PESHAWAR: Transporters and business community have rejected the hike in prices of petroleum products by Rs30 per litre and called upon the federal government to review its decision keeping in view the weak economic condition of the masses.

“The owners of public transport vehicles unilaterally increased the fare in a state of compulsion because they cannot afford to run their vehicles in the prevailing situation,” Public Transport Owners Association president Khan Zaman Afridi told Dawn here on Friday.

He claimed that in Khyber Pakhtunkhwa they had increased the fares by up to 7 per cent on different routes though the petrol price had been increased by about 16 per cent.

He added that in other cities the transporters had announced fare hike of about 20 per cent.

Mr Afridi said that owners of vehicles using compressednatural gas (CNG) had not increased the fare so far despite surge in the gas price about a week ago.

Seven per cent increase in transport fares announced

He said the decision about hike in fares had been taken in a meeting of all transporters in the provincial metropolis.

Meanwhile, the business community also urged the federal government to withdraw its decision as the hike in fuel prices would increase problems for the industrialists, traders and daily wagers.

Sarhad Chamber of Commerce and Industry president Hasnain Khurshid Ahmad said in a statement that the government’s decision would badly affect the already feeble national economy.

He said the cost of industrial production would escalate after the whopping increase in prices of petroleum products that would bring a fresh wave of inflation in the country.

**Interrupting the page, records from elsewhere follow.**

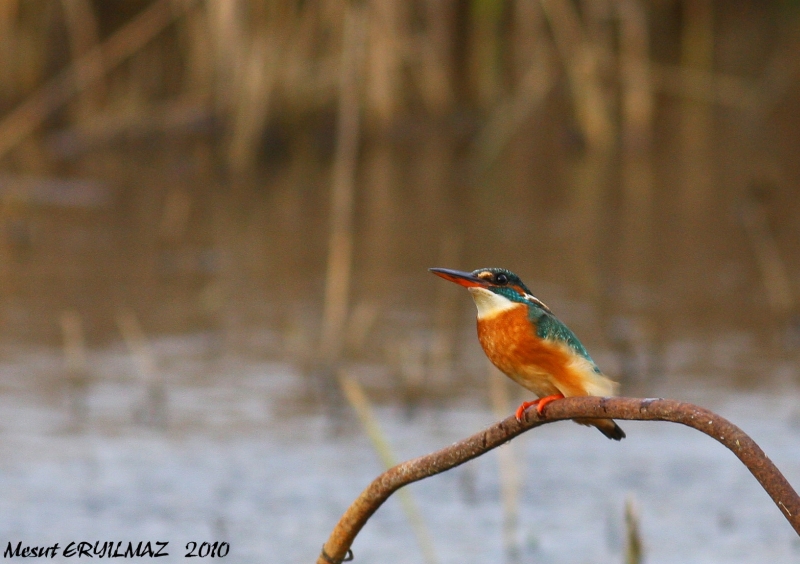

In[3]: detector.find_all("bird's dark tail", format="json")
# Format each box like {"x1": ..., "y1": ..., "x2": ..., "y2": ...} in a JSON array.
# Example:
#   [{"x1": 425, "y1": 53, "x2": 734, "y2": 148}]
[{"x1": 575, "y1": 419, "x2": 625, "y2": 441}]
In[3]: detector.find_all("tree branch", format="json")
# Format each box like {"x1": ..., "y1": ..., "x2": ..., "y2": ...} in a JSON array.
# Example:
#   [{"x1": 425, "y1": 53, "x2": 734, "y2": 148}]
[{"x1": 317, "y1": 397, "x2": 800, "y2": 564}]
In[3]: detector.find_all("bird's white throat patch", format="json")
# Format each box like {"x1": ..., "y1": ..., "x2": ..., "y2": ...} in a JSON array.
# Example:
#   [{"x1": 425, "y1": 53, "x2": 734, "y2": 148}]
[{"x1": 467, "y1": 286, "x2": 522, "y2": 319}]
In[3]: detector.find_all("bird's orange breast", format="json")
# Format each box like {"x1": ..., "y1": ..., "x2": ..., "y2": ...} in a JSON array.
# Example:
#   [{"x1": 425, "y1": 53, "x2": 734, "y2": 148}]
[{"x1": 478, "y1": 304, "x2": 584, "y2": 396}]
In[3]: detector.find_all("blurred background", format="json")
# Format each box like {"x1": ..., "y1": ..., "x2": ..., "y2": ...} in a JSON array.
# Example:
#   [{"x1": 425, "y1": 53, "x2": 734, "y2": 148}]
[{"x1": 0, "y1": 0, "x2": 800, "y2": 563}]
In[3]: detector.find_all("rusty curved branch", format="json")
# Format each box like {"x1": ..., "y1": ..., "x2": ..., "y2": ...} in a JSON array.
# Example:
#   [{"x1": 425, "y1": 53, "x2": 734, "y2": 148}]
[{"x1": 317, "y1": 397, "x2": 800, "y2": 564}]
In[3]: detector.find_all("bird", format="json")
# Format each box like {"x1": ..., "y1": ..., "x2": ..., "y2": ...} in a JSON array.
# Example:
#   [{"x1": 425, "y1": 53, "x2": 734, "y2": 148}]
[{"x1": 429, "y1": 268, "x2": 625, "y2": 441}]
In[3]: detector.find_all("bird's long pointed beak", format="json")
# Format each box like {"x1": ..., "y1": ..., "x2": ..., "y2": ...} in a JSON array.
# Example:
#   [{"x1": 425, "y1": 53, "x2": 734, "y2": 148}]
[{"x1": 428, "y1": 268, "x2": 488, "y2": 288}]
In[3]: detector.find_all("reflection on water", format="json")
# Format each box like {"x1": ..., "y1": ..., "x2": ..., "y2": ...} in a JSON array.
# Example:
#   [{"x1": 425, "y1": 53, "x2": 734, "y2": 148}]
[
  {"x1": 0, "y1": 138, "x2": 800, "y2": 563},
  {"x1": 0, "y1": 337, "x2": 800, "y2": 563}
]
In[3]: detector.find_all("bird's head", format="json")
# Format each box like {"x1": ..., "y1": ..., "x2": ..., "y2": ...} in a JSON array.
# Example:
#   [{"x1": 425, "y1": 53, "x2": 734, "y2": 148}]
[{"x1": 429, "y1": 268, "x2": 550, "y2": 317}]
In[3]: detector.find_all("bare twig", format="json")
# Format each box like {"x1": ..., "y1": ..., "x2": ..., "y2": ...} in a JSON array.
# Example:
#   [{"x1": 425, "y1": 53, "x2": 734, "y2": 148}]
[{"x1": 317, "y1": 397, "x2": 800, "y2": 564}]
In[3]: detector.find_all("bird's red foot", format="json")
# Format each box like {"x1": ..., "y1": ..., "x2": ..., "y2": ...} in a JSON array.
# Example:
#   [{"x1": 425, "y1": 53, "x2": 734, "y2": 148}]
[
  {"x1": 514, "y1": 400, "x2": 539, "y2": 421},
  {"x1": 514, "y1": 394, "x2": 564, "y2": 421},
  {"x1": 536, "y1": 394, "x2": 564, "y2": 415}
]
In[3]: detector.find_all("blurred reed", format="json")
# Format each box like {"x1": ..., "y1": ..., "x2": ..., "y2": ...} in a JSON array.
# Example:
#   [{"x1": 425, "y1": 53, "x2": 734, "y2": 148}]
[
  {"x1": 60, "y1": 309, "x2": 91, "y2": 429},
  {"x1": 0, "y1": 0, "x2": 197, "y2": 158},
  {"x1": 339, "y1": 371, "x2": 438, "y2": 564},
  {"x1": 0, "y1": 0, "x2": 800, "y2": 395},
  {"x1": 320, "y1": 5, "x2": 366, "y2": 362},
  {"x1": 487, "y1": 363, "x2": 522, "y2": 563},
  {"x1": 625, "y1": 495, "x2": 644, "y2": 564},
  {"x1": 116, "y1": 308, "x2": 168, "y2": 428}
]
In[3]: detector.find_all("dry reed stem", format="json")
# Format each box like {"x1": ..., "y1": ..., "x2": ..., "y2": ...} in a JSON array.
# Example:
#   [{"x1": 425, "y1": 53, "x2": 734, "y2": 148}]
[
  {"x1": 320, "y1": 5, "x2": 366, "y2": 362},
  {"x1": 741, "y1": 202, "x2": 795, "y2": 319},
  {"x1": 486, "y1": 359, "x2": 521, "y2": 561},
  {"x1": 625, "y1": 495, "x2": 644, "y2": 564},
  {"x1": 117, "y1": 308, "x2": 156, "y2": 386},
  {"x1": 61, "y1": 0, "x2": 106, "y2": 117},
  {"x1": 60, "y1": 309, "x2": 88, "y2": 377},
  {"x1": 471, "y1": 36, "x2": 556, "y2": 174},
  {"x1": 317, "y1": 397, "x2": 800, "y2": 564},
  {"x1": 339, "y1": 371, "x2": 438, "y2": 564},
  {"x1": 0, "y1": 0, "x2": 193, "y2": 158}
]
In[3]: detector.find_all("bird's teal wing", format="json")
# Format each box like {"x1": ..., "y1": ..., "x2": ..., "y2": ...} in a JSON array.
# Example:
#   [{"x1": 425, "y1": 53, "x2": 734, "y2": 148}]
[{"x1": 528, "y1": 305, "x2": 601, "y2": 374}]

He said that the purchasing power of the common man had already weakened owing to hike in prices of essential commodities.

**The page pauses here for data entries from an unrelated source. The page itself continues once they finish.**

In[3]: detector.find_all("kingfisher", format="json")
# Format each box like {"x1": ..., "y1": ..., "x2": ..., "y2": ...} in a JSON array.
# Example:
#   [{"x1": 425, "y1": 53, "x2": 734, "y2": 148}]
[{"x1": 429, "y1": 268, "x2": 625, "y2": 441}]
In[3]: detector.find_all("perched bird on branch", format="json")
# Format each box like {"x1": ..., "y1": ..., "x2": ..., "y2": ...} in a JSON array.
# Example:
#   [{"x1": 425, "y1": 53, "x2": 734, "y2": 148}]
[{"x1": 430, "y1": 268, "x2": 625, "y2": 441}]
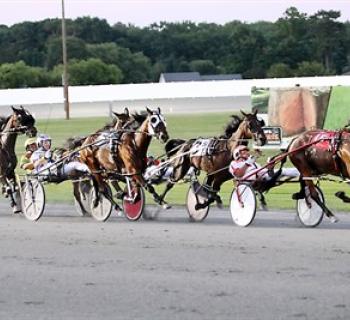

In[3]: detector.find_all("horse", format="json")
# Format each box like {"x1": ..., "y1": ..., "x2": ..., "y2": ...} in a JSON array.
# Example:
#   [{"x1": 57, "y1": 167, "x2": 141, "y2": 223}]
[
  {"x1": 157, "y1": 110, "x2": 266, "y2": 209},
  {"x1": 80, "y1": 108, "x2": 169, "y2": 209},
  {"x1": 287, "y1": 129, "x2": 350, "y2": 222},
  {"x1": 0, "y1": 106, "x2": 37, "y2": 213},
  {"x1": 65, "y1": 108, "x2": 146, "y2": 215}
]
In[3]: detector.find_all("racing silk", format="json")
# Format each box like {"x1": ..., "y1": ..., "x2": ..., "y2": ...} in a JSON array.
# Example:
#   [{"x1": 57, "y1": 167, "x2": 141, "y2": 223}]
[
  {"x1": 229, "y1": 159, "x2": 268, "y2": 181},
  {"x1": 190, "y1": 139, "x2": 217, "y2": 157},
  {"x1": 95, "y1": 131, "x2": 122, "y2": 153},
  {"x1": 30, "y1": 148, "x2": 52, "y2": 171},
  {"x1": 310, "y1": 130, "x2": 342, "y2": 154}
]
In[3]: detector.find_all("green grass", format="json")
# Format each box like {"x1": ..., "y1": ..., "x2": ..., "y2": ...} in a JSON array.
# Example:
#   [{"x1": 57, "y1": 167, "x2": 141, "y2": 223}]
[
  {"x1": 17, "y1": 113, "x2": 347, "y2": 211},
  {"x1": 324, "y1": 86, "x2": 350, "y2": 129}
]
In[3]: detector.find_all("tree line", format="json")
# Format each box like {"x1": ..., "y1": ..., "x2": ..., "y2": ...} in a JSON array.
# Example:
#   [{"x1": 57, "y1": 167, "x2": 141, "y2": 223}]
[{"x1": 0, "y1": 7, "x2": 350, "y2": 88}]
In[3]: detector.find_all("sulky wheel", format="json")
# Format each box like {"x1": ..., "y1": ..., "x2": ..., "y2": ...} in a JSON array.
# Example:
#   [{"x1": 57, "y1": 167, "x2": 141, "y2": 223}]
[
  {"x1": 73, "y1": 180, "x2": 93, "y2": 216},
  {"x1": 230, "y1": 183, "x2": 256, "y2": 227},
  {"x1": 21, "y1": 180, "x2": 45, "y2": 221},
  {"x1": 90, "y1": 185, "x2": 113, "y2": 222},
  {"x1": 297, "y1": 186, "x2": 324, "y2": 228},
  {"x1": 186, "y1": 181, "x2": 209, "y2": 222},
  {"x1": 123, "y1": 185, "x2": 145, "y2": 221}
]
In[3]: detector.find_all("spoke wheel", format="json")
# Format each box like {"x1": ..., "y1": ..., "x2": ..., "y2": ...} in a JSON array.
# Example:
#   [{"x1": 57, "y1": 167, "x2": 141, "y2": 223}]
[
  {"x1": 123, "y1": 186, "x2": 145, "y2": 221},
  {"x1": 186, "y1": 181, "x2": 210, "y2": 222},
  {"x1": 297, "y1": 186, "x2": 324, "y2": 228},
  {"x1": 21, "y1": 180, "x2": 45, "y2": 221},
  {"x1": 74, "y1": 181, "x2": 93, "y2": 216},
  {"x1": 230, "y1": 183, "x2": 256, "y2": 227},
  {"x1": 90, "y1": 185, "x2": 113, "y2": 222}
]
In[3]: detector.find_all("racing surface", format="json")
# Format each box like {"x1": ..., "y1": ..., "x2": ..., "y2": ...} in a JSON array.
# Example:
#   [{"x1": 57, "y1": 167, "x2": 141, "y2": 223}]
[{"x1": 0, "y1": 200, "x2": 350, "y2": 319}]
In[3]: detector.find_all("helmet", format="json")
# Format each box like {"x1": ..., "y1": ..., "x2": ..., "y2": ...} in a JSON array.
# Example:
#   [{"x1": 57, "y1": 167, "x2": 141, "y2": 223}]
[
  {"x1": 24, "y1": 138, "x2": 37, "y2": 148},
  {"x1": 36, "y1": 134, "x2": 51, "y2": 147},
  {"x1": 232, "y1": 145, "x2": 249, "y2": 160}
]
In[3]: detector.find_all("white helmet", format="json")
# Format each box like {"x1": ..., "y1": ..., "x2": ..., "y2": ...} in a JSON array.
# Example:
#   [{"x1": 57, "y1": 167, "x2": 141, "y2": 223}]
[
  {"x1": 36, "y1": 134, "x2": 51, "y2": 147},
  {"x1": 232, "y1": 145, "x2": 249, "y2": 160}
]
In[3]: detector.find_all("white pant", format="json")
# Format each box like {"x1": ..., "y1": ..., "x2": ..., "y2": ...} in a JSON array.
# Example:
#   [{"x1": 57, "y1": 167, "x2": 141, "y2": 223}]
[{"x1": 62, "y1": 161, "x2": 90, "y2": 176}]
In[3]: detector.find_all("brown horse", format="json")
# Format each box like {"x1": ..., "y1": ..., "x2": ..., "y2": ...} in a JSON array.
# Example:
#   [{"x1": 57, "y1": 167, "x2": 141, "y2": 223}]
[
  {"x1": 288, "y1": 130, "x2": 350, "y2": 222},
  {"x1": 0, "y1": 106, "x2": 37, "y2": 213},
  {"x1": 66, "y1": 108, "x2": 146, "y2": 214},
  {"x1": 161, "y1": 111, "x2": 266, "y2": 209},
  {"x1": 80, "y1": 108, "x2": 168, "y2": 209}
]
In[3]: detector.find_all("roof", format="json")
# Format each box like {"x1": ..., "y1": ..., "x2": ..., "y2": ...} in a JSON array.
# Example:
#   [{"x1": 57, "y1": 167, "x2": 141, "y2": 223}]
[
  {"x1": 159, "y1": 72, "x2": 242, "y2": 82},
  {"x1": 201, "y1": 73, "x2": 242, "y2": 81},
  {"x1": 159, "y1": 72, "x2": 201, "y2": 82}
]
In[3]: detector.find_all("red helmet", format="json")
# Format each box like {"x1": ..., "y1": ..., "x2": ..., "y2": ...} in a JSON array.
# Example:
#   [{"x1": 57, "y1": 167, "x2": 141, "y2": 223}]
[{"x1": 232, "y1": 145, "x2": 249, "y2": 160}]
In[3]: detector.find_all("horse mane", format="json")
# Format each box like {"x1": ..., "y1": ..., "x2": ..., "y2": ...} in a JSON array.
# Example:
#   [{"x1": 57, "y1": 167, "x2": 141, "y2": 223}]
[
  {"x1": 164, "y1": 139, "x2": 186, "y2": 158},
  {"x1": 219, "y1": 114, "x2": 243, "y2": 139},
  {"x1": 63, "y1": 136, "x2": 87, "y2": 150},
  {"x1": 96, "y1": 112, "x2": 147, "y2": 133},
  {"x1": 0, "y1": 116, "x2": 10, "y2": 131}
]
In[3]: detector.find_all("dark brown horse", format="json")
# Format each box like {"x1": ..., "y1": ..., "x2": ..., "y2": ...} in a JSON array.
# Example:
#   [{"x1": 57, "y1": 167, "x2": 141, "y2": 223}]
[
  {"x1": 288, "y1": 130, "x2": 350, "y2": 222},
  {"x1": 80, "y1": 108, "x2": 168, "y2": 208},
  {"x1": 161, "y1": 111, "x2": 266, "y2": 209},
  {"x1": 67, "y1": 108, "x2": 146, "y2": 214},
  {"x1": 0, "y1": 106, "x2": 37, "y2": 213}
]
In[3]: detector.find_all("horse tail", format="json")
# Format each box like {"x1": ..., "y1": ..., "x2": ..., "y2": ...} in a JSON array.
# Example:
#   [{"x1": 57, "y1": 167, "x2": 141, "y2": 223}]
[
  {"x1": 65, "y1": 137, "x2": 86, "y2": 150},
  {"x1": 164, "y1": 139, "x2": 186, "y2": 158}
]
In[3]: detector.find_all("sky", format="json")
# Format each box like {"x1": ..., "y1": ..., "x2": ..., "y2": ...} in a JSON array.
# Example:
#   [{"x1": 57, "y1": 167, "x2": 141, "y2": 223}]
[{"x1": 0, "y1": 0, "x2": 350, "y2": 27}]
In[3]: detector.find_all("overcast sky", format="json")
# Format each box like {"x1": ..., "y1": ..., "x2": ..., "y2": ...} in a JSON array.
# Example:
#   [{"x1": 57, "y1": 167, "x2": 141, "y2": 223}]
[{"x1": 0, "y1": 0, "x2": 350, "y2": 26}]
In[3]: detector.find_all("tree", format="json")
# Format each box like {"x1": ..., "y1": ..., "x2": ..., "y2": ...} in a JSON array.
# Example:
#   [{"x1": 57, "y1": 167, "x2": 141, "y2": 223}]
[
  {"x1": 45, "y1": 37, "x2": 88, "y2": 69},
  {"x1": 190, "y1": 60, "x2": 217, "y2": 74},
  {"x1": 267, "y1": 63, "x2": 294, "y2": 78},
  {"x1": 53, "y1": 59, "x2": 123, "y2": 86},
  {"x1": 295, "y1": 61, "x2": 327, "y2": 77},
  {"x1": 310, "y1": 10, "x2": 349, "y2": 73},
  {"x1": 0, "y1": 61, "x2": 51, "y2": 89}
]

Mr Ahmad said that the business community had faced many difficulties owing to Covid-19 pandemic and terrorism, but now running a business or and industry in the prevailing situation had become extremely difficult.

He asked the federal government to take appropriate measures for supporting the business community.

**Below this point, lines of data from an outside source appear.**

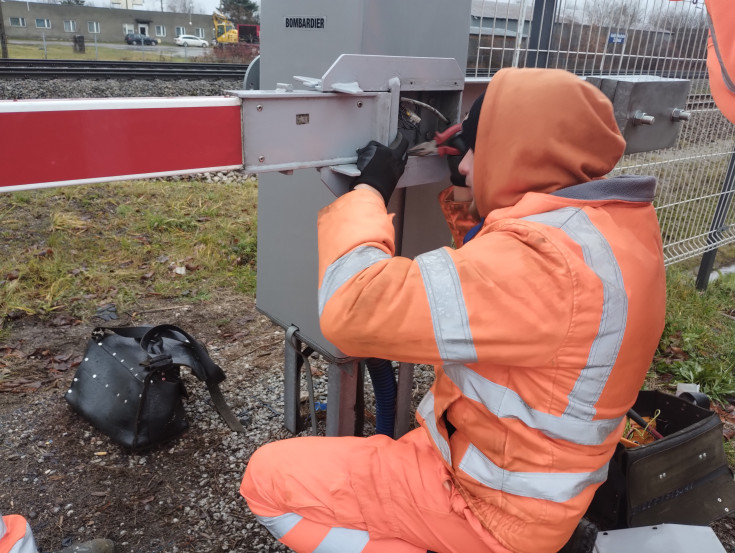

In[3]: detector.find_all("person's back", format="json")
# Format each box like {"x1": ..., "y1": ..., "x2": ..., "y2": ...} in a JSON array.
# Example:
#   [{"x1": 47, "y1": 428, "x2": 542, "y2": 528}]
[{"x1": 243, "y1": 69, "x2": 665, "y2": 553}]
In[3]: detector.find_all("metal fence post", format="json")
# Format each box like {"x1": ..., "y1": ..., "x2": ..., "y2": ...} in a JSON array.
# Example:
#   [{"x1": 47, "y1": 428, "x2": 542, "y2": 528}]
[
  {"x1": 521, "y1": 0, "x2": 556, "y2": 67},
  {"x1": 696, "y1": 146, "x2": 735, "y2": 290}
]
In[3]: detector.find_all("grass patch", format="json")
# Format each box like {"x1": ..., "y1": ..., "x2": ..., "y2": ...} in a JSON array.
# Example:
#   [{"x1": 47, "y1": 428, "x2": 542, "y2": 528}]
[
  {"x1": 650, "y1": 267, "x2": 735, "y2": 403},
  {"x1": 0, "y1": 179, "x2": 257, "y2": 321},
  {"x1": 0, "y1": 175, "x2": 735, "y2": 408},
  {"x1": 8, "y1": 41, "x2": 191, "y2": 62}
]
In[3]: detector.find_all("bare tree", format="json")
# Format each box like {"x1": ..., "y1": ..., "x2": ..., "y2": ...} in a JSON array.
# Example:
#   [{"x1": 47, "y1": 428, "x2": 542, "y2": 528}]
[{"x1": 587, "y1": 0, "x2": 646, "y2": 29}]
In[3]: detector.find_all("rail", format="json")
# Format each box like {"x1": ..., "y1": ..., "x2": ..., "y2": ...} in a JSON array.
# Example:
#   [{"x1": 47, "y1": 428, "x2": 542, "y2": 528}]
[{"x1": 0, "y1": 59, "x2": 248, "y2": 80}]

The SCCI chief said that the frequent increase in prices of electricity, gas and petroleum products was tantamount to pushing the fragile economy towards a collapse.

Mr Ahmad said that industrialists were being compelled to shut their units in the present scenario, which would trigger unemployment in the country. He criticised the Shehbaz Sharif-led coalition government for taking decisions on IMF’s dictation and suggested that the rulers should control their unnecessary expenses to overcome the economic issues instead of burdening the masses.

He said that issues like decline in exports and foreign exchange reserves and trade deficit had been created due to inconsistency in economic policies in the country.

The SCCI president asked the government to take decisions after proper consultations with the relevant stakeholders in order to stabilise the country’s economy.

In Shangla, the residents and transporters rejected the hefty increase in prices of petroleum products and demanded the federal government to immediately withdraw the decision and give relief to the masses.

Talking to mediapersons, they feared that it would become impossible for them to afford travel and buying essential commodities amid rising inflation.

A resident Gul Mohammad said he used to travel from home to a bazaar in Alpuri in mini jeep paying a fare of Rs120, but now the transporters would increase the fare.

Altaf Khyali, a cab driver, said the passengers in Bisham were not ready to pay Rs600 fare for Mansehra and it would be difficult to daily convince the people about the hike in fares due to surge in petrol prices.

He said the government should not have increased the fuel prices as the people were already facing record hike in commodity prices.